Ingredients for 2 servings:
- 250 g spelt flour or wheat flour
- 20 g yeast, fresh
- ½ tsp sugar
- 100 ml water, lukewarm
- 100 g cherry tomatoes
- 2 tbsp olive oil
- 1 garlic clove(s)
- salt and pepper
- Rosemary, dried
- basil, shredded
- e.g. feta cheese
Instructions
Working time approx. 15 minutes; Rest time approx. 40 minutes; Cooking/baking time approx. 20 minutes; Total time approx. 1 hour 15 minutes
simple and vegetarian
Dissolve the yeast and sugar in lukewarm water. Place the flour in a bowl, make a well in the flour, and pour in the mixed yeast.
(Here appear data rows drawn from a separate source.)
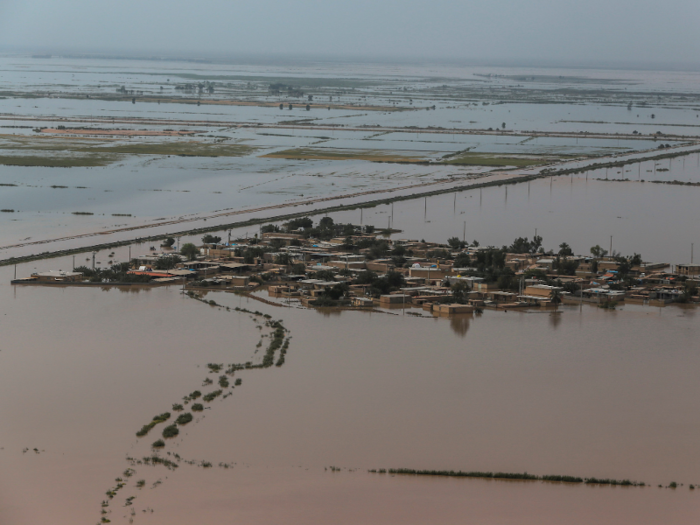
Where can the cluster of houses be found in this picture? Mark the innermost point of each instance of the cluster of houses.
(289, 266)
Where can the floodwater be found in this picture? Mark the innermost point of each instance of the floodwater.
(578, 391)
(581, 392)
(656, 220)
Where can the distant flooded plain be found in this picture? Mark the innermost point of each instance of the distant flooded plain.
(576, 391)
(579, 391)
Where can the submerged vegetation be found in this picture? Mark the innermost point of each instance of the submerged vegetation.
(161, 418)
(511, 476)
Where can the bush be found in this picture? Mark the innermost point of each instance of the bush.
(170, 431)
(183, 419)
(212, 396)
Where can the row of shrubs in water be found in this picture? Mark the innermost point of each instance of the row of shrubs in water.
(510, 475)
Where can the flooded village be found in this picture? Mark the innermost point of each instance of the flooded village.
(339, 292)
(331, 265)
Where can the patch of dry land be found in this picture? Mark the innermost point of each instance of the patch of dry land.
(498, 159)
(346, 154)
(119, 132)
(55, 151)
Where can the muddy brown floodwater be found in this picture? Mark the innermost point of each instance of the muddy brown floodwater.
(581, 392)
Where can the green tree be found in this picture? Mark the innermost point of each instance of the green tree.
(455, 243)
(189, 250)
(211, 239)
(565, 250)
(460, 289)
(598, 252)
(166, 262)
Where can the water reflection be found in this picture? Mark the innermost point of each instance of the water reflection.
(460, 324)
(555, 319)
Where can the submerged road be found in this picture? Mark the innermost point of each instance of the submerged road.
(201, 222)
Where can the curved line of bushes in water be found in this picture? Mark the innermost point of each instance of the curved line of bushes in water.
(157, 419)
(512, 476)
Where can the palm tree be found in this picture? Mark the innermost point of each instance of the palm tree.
(555, 296)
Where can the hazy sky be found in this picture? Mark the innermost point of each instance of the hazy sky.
(533, 30)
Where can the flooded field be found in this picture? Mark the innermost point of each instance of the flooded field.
(581, 392)
(97, 151)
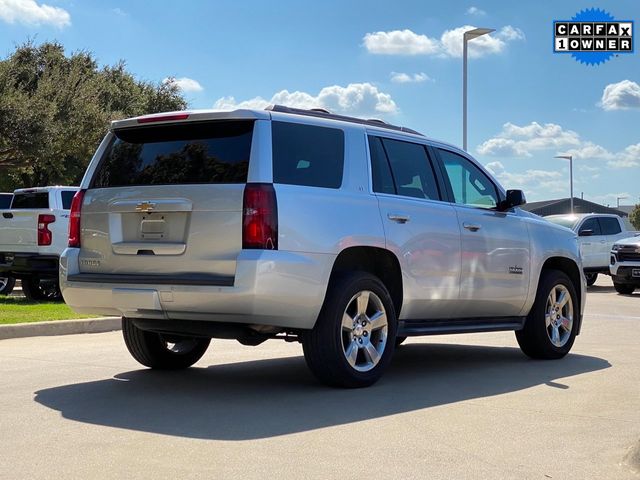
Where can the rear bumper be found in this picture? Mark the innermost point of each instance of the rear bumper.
(274, 288)
(21, 265)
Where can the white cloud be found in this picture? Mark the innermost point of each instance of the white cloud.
(400, 42)
(397, 77)
(621, 96)
(185, 84)
(29, 12)
(516, 141)
(354, 99)
(406, 42)
(478, 12)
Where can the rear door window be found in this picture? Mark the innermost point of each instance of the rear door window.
(307, 155)
(27, 200)
(189, 153)
(609, 226)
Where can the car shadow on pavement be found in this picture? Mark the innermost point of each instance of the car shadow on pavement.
(266, 398)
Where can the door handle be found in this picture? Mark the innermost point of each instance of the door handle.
(472, 227)
(398, 217)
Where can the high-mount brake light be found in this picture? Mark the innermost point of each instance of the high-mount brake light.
(259, 217)
(163, 118)
(45, 236)
(74, 219)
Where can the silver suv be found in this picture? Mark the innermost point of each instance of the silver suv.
(344, 234)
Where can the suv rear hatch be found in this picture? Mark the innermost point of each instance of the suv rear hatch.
(165, 203)
(19, 226)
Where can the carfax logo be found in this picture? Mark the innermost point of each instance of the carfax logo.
(593, 36)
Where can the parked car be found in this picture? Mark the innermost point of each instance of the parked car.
(6, 283)
(625, 265)
(33, 234)
(597, 232)
(344, 234)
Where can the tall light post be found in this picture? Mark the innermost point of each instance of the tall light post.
(570, 158)
(468, 35)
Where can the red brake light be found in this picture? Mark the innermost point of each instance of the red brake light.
(259, 217)
(74, 219)
(163, 118)
(44, 234)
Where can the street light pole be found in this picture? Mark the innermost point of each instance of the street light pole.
(468, 35)
(570, 158)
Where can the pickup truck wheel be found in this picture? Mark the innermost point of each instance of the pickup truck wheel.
(6, 285)
(591, 278)
(36, 288)
(623, 289)
(352, 341)
(163, 352)
(550, 328)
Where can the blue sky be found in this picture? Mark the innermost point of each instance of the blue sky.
(399, 61)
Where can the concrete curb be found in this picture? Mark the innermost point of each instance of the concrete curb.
(60, 327)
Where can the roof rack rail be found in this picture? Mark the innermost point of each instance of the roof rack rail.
(321, 113)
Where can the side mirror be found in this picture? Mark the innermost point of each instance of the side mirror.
(515, 198)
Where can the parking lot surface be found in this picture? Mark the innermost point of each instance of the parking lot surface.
(459, 407)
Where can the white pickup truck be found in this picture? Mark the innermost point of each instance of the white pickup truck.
(597, 232)
(33, 234)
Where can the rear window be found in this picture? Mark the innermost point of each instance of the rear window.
(30, 200)
(190, 153)
(67, 198)
(307, 155)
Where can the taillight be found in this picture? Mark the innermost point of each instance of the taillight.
(259, 217)
(74, 219)
(44, 234)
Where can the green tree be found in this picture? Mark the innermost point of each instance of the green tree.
(634, 217)
(55, 109)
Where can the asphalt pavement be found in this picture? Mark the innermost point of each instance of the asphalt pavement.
(450, 407)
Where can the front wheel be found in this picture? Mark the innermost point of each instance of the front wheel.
(623, 289)
(353, 339)
(550, 328)
(161, 351)
(6, 285)
(36, 288)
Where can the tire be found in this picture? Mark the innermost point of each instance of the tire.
(350, 344)
(163, 352)
(623, 289)
(6, 285)
(36, 288)
(545, 337)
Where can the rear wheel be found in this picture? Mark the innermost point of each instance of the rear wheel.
(161, 351)
(353, 339)
(6, 285)
(623, 289)
(36, 288)
(550, 328)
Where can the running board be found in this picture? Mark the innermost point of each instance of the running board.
(411, 328)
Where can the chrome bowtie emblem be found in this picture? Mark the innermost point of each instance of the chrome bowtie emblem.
(145, 206)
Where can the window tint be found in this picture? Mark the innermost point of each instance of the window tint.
(411, 169)
(67, 197)
(5, 200)
(307, 155)
(190, 153)
(469, 184)
(591, 224)
(30, 200)
(380, 171)
(609, 226)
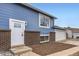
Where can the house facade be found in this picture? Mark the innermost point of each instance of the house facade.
(60, 33)
(24, 24)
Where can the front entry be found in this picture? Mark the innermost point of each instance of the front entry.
(17, 32)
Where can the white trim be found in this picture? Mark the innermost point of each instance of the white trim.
(10, 19)
(43, 26)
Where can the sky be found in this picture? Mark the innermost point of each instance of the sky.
(67, 14)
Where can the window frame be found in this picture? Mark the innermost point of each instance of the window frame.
(40, 22)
Mix everything together, then cover with a cloth and let rest for 15 minutes. Add the rosemary and shredded basil to the dough and mix well. Cover the dough again and let rest for 15 minutes. Meanwhile, halve the cherry tomatoes and set them aside. Chop the garlic as finely as possible and mix with the olive oil. Knead the dough well again, divide it into portions, and roll out with a rolling pin to a thickness of about 0.5 cm. Make a few indentations with your fingers so that the oil will collect later. Cover the rolled out dough again and let rest for 10 minutes. Preheat the oven to 200 degrees Celsius (top/bottom heat). Brush the dough with the garlic oil, press the tomato halves (and feta cubes, if you like) into the dough, and place it in the oven for 10 minutes. After 10 minutes of baking, open the oven, sprinkle basil, rosemary, salt, and pepper on the bread to taste, and return it to the oven until the focaccia is browned. It tastes best with fresh tomatoes on the side.